Diffusion coefficient of ions in solution

The Warburg coefficient (or Warburg constant; denoted A_{W} or σ) is the diffusion coefficient of ions in solution, associated to the Warburg element, Z_{W}. The Warburg coefficient has units of ${\Omega}/\sqrt{\text{seconds}}={\Omega} s^{-1/2}$

The value of A_{W} can be obtained by the gradient of the Warburg plot, a linear plot of the real impedance (R) against the reciprocal of the square root of the angular frequency (${1}/\sqrt{\omega}$).

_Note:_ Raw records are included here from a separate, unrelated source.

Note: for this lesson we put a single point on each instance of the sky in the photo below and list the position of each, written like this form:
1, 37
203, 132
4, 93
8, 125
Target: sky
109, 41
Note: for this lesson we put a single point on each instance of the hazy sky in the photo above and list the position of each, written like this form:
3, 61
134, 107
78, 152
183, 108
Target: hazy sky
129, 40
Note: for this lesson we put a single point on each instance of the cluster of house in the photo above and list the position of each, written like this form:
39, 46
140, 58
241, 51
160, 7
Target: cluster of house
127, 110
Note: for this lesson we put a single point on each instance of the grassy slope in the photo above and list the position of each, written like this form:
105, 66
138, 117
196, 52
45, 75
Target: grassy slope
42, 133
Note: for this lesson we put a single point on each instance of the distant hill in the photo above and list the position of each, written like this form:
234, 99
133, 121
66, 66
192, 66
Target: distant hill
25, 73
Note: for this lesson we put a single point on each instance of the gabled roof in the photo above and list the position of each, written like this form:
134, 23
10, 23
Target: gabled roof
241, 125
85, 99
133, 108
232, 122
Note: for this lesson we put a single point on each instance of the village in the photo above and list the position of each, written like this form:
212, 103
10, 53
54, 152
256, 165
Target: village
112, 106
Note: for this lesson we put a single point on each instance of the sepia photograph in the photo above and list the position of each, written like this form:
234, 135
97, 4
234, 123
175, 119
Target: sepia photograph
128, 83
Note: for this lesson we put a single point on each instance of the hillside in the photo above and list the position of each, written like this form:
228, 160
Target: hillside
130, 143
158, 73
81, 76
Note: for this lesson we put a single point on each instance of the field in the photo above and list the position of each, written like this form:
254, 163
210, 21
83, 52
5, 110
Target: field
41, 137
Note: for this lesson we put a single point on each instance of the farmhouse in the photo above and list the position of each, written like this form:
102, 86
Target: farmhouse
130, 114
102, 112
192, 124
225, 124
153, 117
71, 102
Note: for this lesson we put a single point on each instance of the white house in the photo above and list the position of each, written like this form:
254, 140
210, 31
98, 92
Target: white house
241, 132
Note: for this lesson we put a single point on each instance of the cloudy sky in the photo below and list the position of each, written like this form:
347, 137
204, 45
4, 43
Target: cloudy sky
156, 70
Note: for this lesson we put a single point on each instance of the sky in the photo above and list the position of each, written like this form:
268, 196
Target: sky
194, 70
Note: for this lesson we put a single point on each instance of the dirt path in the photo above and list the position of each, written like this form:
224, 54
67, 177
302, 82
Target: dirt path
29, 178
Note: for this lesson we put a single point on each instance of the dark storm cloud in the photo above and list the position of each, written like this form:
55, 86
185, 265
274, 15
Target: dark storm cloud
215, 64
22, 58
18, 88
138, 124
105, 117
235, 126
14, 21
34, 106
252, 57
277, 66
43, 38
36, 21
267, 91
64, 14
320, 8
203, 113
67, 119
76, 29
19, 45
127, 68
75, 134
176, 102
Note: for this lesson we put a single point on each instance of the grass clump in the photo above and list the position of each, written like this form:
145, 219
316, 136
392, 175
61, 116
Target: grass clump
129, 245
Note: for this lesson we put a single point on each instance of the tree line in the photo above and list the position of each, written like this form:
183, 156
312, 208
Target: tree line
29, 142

This relation should always yield a straight line, as it is unique for a Warburg.

Alternatively, the value of A_{W} can be found by:

$$A_W={\frac{R T}{An^2F^2\sqrt2}}{\left(\frac{1}{C_\mathrm{O}^b\sqrt{D_\mathrm{O}}}+{\frac{1}{C_\mathrm{R}^b\sqrt{D_\mathrm{R}}}}\right)}=\frac{R T}{An^2F^2\Theta C\sqrt{2D}}$$

where
- R is the ideal gas constant;
- T is the thermodynamic temperature;
- F is the Faraday constant;
- n is the valency;
- D is the diffusion coefficient of the species, where subscripts O and R stand for the oxidized and reduced species respectively;
- C^{b} is the concentration of the O and R species in the bulk;
- C is the concentration of the electrolyte;
- A denotes the surface area;
- Θ denotes the fraction of the O and R species present.

The equation for A_{W} applies to both reversible and quasi-reversible reactions for which both halves of the couple are soluble.

The Warburg coefficient is mainly used in engineering. Engineers can calculate how quickly ions are moving through a material by measuring the Warburg Coefficient: this enables them to characterise battery performance.